Apple’s flagship Chicago retail store wasn’t designed to handle snow:
Apple’s new flagship retail store in Chicago, the one with a MacBook-shaped rooftop, is nothing short of an architectural marvel. At least, that’s how some news reports put it when the store opened back in October. Beyond standing out among the less inspired buildings of the downtown Chicago area, the new Apple Store also happens to be very poorly thought through considering its thin roof now has dangerous icicles hanging perilously over public walkways.
The deadly ice daggers have forced the closure of those spaces, as pointed out by local blogger Matt Maldre and reblogged by Daring Fireball’s John Gruber. As Maldre explains, the fancy building design, while seemingly in service of Apple’s new “town square” ideal for its retail stores, doesn’t seem to have been designed for the actual city it’s located in. “Maybe next time Apple will consider the actual community where their stores are built,” Maldre writes. “Y’know, basic things like in Chicago, the weather gets cold. It snows. The snow falls off the roof. Don’t design a slopping roof where the snow can’t be caught or guttered off somewhere.”
This article brings to mind a great quote from Steve Jobs, “Design is not just what it looks like and feels like. Design is how it works.”
It also brings to mind another quote from Jobs, “Gutters are for pussies.”
Alright, I made up that last one.
America’s ‘Retail Apocalypse’ Is Really Just Beginning:
The reason isn’t as simple as Amazon.com Inc. taking market share or twenty-somethings spending more on experiences than things. The root cause is that many of these long-standing chains are overloaded with debt—often from leveraged buyouts led by private equity firms. There are billions in borrowings on the balance sheets of troubled retailers, and sustaining that load is only going to become harder—even for healthy chains.
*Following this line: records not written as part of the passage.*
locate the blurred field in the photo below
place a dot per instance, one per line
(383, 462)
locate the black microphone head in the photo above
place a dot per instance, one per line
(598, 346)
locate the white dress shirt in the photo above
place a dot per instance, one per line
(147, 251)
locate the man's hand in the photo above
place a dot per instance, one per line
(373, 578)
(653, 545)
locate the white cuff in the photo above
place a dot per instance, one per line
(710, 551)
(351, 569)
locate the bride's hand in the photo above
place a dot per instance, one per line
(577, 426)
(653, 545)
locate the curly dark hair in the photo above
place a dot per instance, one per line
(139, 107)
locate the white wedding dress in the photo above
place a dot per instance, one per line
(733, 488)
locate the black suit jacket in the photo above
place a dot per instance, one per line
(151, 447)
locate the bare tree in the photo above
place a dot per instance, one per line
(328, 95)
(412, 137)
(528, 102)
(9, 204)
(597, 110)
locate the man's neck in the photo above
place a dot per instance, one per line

The debt coming due, along with America’s over-stored suburbs and the continued gains of online shopping, has all the makings of a disaster. The spillover will likely flow far and wide across the U.S. economy. There will be displaced low-income workers, shrinking local tax bases and investor losses on stocks, bonds and real estate. If today is considered a retail apocalypse, then what’s coming next could truly be scary.
Not every mall can get an Apple Store to lift sales by 10 percent.
Lord & Taylor Building, Icon of New York Retail, to Become WeWork Headquarters:
From the moment it opened its doors more than a century ago, the Lord & Taylor building on Fifth Avenue in Manhattan has stood as an icon of old-school retail.
Its Italian Renaissance design, complete with grand entrance arch and copper cornice, was a 676,000-square-foot temple to commerce — and was named a city landmark a decade ago.
But after Christmas next year, less than a quarter of its space will be home to Lord & Taylor’s flagship store. Instead, the retailer said on Tuesday, the Midtown Manhattan fixture will become the new global headquarters of WeWork, the seven-year-old office space start-up. Lord & Taylor will rent the bottom floors, redesigning them into a smaller version of its department store.
In selling its flagship building to a WeWork joint venture for $850 million, Lord & Taylor and its parent, the Hudson’s Bay Company, are bowing to pressures that have increasingly weighed on the retail industry. It is an acknowledgment that even the grand physical shopping spaces of old can now fetch higher values as offices catering to millennial workers.
Earlier this month my wife and I were in New Jersey for my sister’s wedding and we took a day trip into Manhattan. I noticed a significant number of empty retail spaces all over the city — many more empty spaces then when we moved out in 2012.
The state of retail seems very polarized. You’re either Apple commanding $5,546 per square foot or you’re folding.
Microsoft tried to clone the Apple Store. It still hasn’t worked:
Microsoft’s stores have a warm decor, plenty of helpful staffers and an array of PCs, phones and devices. They could use a few more customers, though.
It’s hard to know exactly how the stores are doing since Microsoft won’t comment on either sales or traffic figures. It is fair to say, though, that it is not uncommon to visit stores in which workers outnumber customers.
In San Francisco, even the tiny Amazon kiosk a floor below often has more customers than the far larger Microsoft store.
This is a remnant of the Steve Ballmer Era Microsoft.
They can probably afford to keep them running, but I’d throw in the towel.
Interesting holiday retail facts from L2 on Youtube:
An unlikely winner? Malls – at least high-end ones, which are flourishing. The top-rated malls of 2015 all had upscale department stores, luxury brand stores and high-tech electronics stores.
An Apple Store increased mall revenue per square foot by 13%. Think about that. Apple is going to start charging malls to be tenants.
I’ve lived most of my life since 2000 in cities (Manhattan, Miami, Los Angeles, and now San Francisco) so I’m not aware of how dire the retail situation is in suburban areas—that is— until I went home to visit my family in New Jersey this past holiday.
It was hard for me to find something as simple as a pair of Chuck Taylors. Back in the day there a Foot Locker about 10 minutes from my parents’ house, but no more.